In small groups, students should consider the following question:
- In the elections of 1858 and 1860, Democrats tried to paint Lincoln as being unpatriotic for protesting the Mexican War. Do you think that Lincoln's actions were unpatriotic? Why or why not?
After discussing their answer, groups should write 2-3 paragraphs explaining their position. Wherever possible, students should refer to specific documents from the readings. If class time allows, groups should share their answers with the rest of the class and engage in further debate and discussion over the issue.
Students should read Document Packet 2: “Patriotism & Protest During the Gulf War” for the next class.
We've considered arguments surrounding Lincoln's opposition to the Mexican War. Now let's fast forward and look at some modern arguments about protest. In 1991, the U.S. went to war against Iraq, sparking protests movements, and with them more debate about whether protesting war was patriotic.
Review information from the “Background and Context” sheet on the Persian Gulf War. Review the material discussed in class on the day before, and take a few minutes to answer any student questions about the readings.
As a class, unpack each of the four documents that the students read. On the board, write the position that each author takes as to whether or not protest is patriotic. Underneath, list the reasons given by each author in support of their position.
Now let's compare the arguments in these documents to the readings and discussions from the previous day. As a class, discuss:
- What accusations were leveled against those who protested the Gulf War?
- How do these accusations compare to those leveled at Lincoln?
- How did protesters defend their actions?
- How does this defense compare to Lincoln's?
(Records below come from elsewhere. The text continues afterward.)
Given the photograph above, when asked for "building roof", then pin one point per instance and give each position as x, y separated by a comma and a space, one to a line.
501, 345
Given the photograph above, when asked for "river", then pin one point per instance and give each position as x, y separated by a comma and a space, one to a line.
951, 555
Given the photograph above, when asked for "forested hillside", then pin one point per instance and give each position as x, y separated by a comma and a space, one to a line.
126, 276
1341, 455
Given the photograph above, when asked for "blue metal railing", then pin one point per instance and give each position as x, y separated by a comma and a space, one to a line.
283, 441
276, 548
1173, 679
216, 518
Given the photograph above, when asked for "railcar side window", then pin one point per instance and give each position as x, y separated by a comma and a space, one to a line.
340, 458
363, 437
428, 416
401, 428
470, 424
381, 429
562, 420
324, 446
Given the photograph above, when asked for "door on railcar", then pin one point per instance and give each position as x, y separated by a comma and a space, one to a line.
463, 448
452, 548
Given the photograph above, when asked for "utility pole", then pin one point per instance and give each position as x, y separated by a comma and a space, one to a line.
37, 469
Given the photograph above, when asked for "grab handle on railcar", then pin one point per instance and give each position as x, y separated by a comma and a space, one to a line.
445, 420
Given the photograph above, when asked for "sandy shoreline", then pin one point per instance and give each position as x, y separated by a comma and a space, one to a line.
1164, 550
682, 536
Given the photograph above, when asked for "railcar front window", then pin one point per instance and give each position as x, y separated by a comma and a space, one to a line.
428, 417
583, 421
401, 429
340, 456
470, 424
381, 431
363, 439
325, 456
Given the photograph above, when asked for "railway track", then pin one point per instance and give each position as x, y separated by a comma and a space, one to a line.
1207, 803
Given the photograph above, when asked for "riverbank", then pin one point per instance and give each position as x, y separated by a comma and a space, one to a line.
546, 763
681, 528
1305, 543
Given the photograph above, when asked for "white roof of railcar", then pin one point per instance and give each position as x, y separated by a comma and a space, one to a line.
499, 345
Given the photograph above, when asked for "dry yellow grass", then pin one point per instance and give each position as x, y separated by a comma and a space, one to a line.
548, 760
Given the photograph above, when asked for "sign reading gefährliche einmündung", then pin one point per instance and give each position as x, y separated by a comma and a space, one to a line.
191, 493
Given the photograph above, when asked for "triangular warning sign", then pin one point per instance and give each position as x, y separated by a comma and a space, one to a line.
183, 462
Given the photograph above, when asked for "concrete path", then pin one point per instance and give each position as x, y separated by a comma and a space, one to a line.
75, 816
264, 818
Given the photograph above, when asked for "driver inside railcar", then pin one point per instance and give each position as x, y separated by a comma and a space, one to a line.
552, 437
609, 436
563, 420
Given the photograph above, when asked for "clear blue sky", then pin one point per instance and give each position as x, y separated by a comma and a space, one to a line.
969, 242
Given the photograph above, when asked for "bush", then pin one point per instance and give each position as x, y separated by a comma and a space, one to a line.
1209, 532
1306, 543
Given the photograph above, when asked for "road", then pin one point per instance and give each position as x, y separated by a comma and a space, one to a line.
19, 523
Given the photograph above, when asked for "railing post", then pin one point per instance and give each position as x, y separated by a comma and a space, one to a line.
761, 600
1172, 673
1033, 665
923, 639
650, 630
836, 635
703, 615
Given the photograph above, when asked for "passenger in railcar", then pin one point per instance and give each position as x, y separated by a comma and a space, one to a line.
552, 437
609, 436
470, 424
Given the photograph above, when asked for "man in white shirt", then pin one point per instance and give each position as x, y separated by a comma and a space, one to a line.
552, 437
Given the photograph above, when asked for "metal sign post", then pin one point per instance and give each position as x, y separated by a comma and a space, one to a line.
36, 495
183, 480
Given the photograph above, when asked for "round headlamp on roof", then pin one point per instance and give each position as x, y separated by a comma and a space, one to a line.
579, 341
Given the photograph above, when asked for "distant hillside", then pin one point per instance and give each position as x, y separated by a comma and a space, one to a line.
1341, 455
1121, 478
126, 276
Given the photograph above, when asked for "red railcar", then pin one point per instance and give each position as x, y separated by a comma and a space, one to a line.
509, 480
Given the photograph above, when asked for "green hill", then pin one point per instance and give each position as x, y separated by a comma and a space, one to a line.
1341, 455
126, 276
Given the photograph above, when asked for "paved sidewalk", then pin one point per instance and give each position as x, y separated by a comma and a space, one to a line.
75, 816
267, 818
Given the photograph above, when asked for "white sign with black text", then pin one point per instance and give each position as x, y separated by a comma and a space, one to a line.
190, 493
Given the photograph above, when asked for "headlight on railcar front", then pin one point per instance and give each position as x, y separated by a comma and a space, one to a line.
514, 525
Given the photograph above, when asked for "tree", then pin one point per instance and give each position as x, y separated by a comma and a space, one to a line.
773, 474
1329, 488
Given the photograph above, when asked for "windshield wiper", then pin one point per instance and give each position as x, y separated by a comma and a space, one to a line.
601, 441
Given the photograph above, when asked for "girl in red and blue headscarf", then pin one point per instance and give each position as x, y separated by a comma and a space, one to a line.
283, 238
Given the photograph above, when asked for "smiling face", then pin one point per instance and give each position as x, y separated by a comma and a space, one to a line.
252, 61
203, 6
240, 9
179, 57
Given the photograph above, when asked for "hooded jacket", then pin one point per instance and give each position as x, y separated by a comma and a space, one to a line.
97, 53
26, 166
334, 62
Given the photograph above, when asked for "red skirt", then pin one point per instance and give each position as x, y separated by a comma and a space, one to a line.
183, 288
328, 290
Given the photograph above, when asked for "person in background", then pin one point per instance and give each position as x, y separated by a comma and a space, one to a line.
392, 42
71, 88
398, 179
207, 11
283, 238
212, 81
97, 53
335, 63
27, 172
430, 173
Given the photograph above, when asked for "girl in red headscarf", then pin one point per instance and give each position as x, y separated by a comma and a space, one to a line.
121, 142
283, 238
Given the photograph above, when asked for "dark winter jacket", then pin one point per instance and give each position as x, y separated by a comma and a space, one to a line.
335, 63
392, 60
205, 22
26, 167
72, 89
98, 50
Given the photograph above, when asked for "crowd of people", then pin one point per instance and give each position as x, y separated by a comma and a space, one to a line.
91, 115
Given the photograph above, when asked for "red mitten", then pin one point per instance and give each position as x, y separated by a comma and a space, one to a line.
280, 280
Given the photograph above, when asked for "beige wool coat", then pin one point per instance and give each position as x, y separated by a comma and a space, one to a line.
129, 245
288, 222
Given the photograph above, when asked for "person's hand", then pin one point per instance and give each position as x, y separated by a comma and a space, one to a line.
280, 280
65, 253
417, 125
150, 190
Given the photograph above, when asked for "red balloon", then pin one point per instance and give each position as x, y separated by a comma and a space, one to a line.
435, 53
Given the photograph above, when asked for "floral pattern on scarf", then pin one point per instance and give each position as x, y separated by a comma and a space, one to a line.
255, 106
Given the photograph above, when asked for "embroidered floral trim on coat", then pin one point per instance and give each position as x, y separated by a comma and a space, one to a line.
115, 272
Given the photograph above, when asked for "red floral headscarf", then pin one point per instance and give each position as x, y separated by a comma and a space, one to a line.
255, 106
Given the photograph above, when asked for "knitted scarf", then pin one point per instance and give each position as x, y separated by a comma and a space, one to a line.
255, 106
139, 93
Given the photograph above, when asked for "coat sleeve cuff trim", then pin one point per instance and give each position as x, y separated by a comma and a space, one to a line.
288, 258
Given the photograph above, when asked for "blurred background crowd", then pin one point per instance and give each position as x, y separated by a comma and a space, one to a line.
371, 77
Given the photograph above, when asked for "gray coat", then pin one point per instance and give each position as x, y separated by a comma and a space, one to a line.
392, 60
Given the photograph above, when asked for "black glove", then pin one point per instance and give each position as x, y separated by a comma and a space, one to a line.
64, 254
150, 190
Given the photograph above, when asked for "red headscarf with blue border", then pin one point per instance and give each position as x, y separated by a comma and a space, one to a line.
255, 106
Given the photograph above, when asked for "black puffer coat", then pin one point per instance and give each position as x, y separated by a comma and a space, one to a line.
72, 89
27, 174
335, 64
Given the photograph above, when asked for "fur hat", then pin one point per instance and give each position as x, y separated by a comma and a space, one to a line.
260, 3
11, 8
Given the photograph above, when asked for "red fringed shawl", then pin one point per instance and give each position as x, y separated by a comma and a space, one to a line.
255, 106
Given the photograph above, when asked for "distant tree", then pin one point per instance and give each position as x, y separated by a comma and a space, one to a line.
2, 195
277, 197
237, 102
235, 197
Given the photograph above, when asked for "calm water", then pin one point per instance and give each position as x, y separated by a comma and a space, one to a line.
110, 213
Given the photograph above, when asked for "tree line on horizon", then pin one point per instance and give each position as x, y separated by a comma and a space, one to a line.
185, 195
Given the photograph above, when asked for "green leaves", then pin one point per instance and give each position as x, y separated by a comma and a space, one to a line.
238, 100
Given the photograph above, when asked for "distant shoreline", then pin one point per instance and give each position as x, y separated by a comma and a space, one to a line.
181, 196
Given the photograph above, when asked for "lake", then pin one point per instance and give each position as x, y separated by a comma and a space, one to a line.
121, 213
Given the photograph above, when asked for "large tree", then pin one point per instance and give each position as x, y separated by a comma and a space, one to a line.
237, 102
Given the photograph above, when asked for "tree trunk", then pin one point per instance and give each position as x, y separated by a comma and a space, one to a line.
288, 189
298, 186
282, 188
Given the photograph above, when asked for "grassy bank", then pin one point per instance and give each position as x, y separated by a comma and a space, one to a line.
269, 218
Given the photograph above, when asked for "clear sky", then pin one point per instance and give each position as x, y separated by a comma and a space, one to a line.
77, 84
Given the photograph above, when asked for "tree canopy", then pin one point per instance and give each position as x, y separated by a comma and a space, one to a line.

State Standards Addressed:
Get back into your small groups from the previous day. Considering all of the arguments that we have looked at over the past 2 days, discuss the original question, “Is protest patriotic?”
After about 10-15 minutes, students should use the remaining class time to begin working on a 1-2 page paper in which they will take a position on the question “Is protest patriotic?” Students should work on their papers individually, but may use their group members as a sounding board for their ideas. As they build their own argument, students should address at least two of the arguments for and two of the arguments against their position that were raised in the readings from the past two days.
14.C.4 Describe the meaning of participatory citizenship (e.g., volunteerism, voting) at all levels of government and society in the United States. 16.B.5a (US) Describe how modern political positions are affected by differences in ideologies and viewpoints that have developed over time (e.g., political parties' positions on government intervention in the economy).
Notes for the Instructor:
- Time required for this lesson should be about two 50 minute class periods.
- The "Background and Context" packet can be supplemented with readings from the course textbook on the Mexican War and the 1991 Persian Gulf War.
- Some of the documents in Document Packet 1 have been transcribed with the original grammar, spellings, and crossed out words, which makes them more difficult to read.
- Some of the documents in Document Packet 2 make reference to protests from the Vietnam War. Teachers may want to provide additional background information to students about the nature of protest during the Vietnam War era.